Personal information
- Full name: William Savage
- Date of birth: 1888
- Place of birth: Glasgow, Scotland
- Date of death: 1961 (aged 72–73)
- Place of death: Hamilton, Scotland
- Position: Full back

Senior career*
- Years: Team / Apps / (Gls)
- 1932–1946: Queen of the South / 247 / (4)
- 1940–1941: St Mirren (wartime guest)
- 1940–1943: Dumbarton (wartime guest)
- 1943–1944: Albion Rovers (wartime guest)
- 1943–1944: Dundee United (wartime guest)

= Willie Savage =

Scottish footballer (1888–1961)

William Savage (1888–1961) was a Scottish footballer who played as a full back for Queen of the South from 1932 to 1946.

==Early days==
Savage was a native of Burnbank, Lanarkshire, who began his football as an inside forward at the local St Cuthbert School and represented Lanarkshire elementary schools against Glasgow. On leaving school he played in the junior league as centre forward for his local club Burnbank. Three seasons later he went to St Cuthbert C.Y.M.S. This was a one-season stay before returning to Burnbank for a further season. The next season, he was with Falkirk side Shieldhill Thistle. He played for the Hamilton 'A' team before rejoining the junior league with Motherwell Juniors.

==Queen of the South==
Savage signed for Queens from Motherwell Juniors in 1932. He made his debut as a trialist on 1 October 1932 in the 10-0 league thrashing of Bo'ness at Palmerston Park. The result took Queens to the top of the table. A second trial followed two weeks later against Albion Rovers, and he was signed immediately after that game as other clubs took an interest in him.

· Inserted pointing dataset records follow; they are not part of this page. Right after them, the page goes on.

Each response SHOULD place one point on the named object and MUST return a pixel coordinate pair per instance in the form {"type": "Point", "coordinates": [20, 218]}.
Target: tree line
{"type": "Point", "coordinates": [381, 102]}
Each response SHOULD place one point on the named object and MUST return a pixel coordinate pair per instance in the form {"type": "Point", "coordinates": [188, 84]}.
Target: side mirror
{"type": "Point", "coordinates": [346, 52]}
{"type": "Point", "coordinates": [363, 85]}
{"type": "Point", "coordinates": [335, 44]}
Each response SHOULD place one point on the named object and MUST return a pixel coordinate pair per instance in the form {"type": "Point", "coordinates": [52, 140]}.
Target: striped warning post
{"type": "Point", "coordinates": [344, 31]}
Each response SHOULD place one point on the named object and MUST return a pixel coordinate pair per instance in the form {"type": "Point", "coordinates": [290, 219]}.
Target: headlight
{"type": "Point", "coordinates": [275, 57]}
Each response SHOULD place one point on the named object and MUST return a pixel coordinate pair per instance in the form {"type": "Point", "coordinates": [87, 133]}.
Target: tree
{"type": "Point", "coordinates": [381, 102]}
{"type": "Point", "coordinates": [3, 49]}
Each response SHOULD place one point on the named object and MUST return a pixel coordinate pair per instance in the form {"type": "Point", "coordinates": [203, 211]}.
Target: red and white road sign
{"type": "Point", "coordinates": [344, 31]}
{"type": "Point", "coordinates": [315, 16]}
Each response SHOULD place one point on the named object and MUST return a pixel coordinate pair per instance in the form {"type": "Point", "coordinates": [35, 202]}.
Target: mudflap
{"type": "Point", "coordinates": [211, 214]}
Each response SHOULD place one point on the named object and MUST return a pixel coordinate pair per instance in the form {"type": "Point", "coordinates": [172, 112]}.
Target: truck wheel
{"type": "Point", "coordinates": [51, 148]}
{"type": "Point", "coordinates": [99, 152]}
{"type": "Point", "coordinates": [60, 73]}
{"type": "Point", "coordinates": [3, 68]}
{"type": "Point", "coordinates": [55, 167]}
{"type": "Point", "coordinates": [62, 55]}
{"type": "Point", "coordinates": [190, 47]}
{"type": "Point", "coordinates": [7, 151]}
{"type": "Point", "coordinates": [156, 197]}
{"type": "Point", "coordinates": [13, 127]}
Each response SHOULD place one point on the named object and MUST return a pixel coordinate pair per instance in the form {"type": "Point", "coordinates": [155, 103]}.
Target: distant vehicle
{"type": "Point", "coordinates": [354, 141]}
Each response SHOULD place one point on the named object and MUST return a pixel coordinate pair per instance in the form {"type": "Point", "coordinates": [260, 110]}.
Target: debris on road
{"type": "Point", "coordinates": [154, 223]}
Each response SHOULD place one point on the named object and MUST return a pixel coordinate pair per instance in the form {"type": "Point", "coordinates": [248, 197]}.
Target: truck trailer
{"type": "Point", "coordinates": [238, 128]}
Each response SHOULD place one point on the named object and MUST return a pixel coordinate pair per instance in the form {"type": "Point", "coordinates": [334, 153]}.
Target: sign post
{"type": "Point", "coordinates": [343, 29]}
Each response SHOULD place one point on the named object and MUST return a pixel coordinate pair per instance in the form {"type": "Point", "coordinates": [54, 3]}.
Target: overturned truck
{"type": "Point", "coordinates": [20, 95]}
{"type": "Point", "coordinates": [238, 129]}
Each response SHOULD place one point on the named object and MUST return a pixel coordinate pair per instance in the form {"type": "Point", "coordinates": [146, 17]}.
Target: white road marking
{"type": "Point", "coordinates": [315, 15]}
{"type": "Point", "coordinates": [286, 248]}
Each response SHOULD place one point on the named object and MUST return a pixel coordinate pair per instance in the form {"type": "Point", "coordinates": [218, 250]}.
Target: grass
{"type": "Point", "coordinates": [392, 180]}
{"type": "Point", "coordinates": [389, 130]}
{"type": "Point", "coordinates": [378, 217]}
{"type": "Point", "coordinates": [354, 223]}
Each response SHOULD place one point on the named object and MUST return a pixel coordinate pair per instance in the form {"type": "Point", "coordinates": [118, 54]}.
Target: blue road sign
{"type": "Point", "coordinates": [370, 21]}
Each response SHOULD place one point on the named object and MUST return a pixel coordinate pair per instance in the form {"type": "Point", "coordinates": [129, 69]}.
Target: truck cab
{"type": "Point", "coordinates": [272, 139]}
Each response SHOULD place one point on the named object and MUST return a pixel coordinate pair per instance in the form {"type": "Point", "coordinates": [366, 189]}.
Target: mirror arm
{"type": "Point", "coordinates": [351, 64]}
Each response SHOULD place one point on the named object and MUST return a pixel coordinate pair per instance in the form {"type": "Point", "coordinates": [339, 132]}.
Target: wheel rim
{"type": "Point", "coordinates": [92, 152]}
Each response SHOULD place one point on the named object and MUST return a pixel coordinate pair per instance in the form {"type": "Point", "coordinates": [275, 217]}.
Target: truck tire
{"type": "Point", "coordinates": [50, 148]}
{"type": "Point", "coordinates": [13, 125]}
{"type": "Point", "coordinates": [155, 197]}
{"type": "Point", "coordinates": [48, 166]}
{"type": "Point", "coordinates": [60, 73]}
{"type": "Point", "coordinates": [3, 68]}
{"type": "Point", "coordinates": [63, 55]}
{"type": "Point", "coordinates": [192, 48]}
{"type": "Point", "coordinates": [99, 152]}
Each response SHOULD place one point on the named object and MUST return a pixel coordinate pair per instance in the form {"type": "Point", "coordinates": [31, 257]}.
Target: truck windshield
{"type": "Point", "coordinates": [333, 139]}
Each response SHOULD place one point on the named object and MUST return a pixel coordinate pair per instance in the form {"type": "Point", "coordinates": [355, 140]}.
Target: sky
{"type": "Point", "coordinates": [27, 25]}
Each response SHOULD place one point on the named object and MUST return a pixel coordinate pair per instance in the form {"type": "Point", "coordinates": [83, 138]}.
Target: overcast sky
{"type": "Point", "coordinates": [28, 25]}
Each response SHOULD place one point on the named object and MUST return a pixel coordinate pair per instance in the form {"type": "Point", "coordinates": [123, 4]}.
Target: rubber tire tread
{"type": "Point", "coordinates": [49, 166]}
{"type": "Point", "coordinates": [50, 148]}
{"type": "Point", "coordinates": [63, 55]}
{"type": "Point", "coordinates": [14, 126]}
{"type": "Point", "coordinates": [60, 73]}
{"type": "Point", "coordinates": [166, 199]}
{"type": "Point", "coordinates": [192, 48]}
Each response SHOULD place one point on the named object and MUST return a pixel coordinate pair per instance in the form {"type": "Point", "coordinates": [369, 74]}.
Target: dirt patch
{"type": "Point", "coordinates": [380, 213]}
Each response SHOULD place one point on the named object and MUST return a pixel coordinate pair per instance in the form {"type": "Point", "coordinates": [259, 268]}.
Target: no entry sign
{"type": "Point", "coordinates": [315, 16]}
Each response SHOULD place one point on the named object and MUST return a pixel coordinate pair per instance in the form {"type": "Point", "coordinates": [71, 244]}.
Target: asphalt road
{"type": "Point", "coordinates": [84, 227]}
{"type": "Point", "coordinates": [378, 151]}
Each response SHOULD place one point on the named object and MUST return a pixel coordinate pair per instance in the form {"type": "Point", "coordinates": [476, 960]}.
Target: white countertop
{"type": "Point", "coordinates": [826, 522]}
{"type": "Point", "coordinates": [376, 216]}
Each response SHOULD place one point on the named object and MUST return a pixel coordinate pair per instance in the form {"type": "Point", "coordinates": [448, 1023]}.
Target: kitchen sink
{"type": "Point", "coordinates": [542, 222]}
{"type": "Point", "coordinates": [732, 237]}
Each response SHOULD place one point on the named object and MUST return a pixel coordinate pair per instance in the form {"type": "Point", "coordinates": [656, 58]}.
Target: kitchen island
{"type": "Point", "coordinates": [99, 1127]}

Savage was one of the mainstays of the team that won Queen of the South promotion to Scotland's top division for the first time in the club's history. They ended season 1932–33 with a victory over Second Division champions Hibernian and finished as runners-up.

As a player, Willie Savage was part of many landmark events in the history of Queen of the South:-

- Queens highly successful first season in the top division finishing 4th – their highest finish to date. Queens also made it to the quarter finals of the Scottish Cup for the first time (a feat the club now counts into double figures).
- He was part of the 16 player squad for the 11 game 1936 overseas tour and the Algiers invitational tournament. Queens returned with the trophy after beating Racing de Santander in the final
- Savage was at the club for the 1937 knocking of Rangers out of the Scottish Cup and finishing 6th in the league in 1939

During World War II, Savage guested for St Mirren, Albion Rovers and Dumbarton. Savage returned to Queens at the end of the war and played with the club until 1947. Savage was a tremendous player and Captain of Queen of the South, playing for the first team 369 times. Savage is 9th highest in the club's record appearances list. Savage was the first ever Queens player to reach 300 first class games, a feat even today achieved by less than 20 players.

Savage was known a full-back who formed a defensive partnership with Willie Culbert. Off the park, he would entertain teammates on away fixture trips by playing the mouth organ.

Among the others at Queens in the 1930s with Savage were fellow players; Willie Culbert, Willie Ferguson, Joe Tulip, Irish international Laurie Cumming and Jackie Oakes. He played under managers George McLachlan, Ferguson as McLachlan's successor and also Jimmy McKinnell Senior.

After the promotion from Savage's first season at Queen of the South 1932–33, all of Savage's Queens career was spent in Scotland's top division.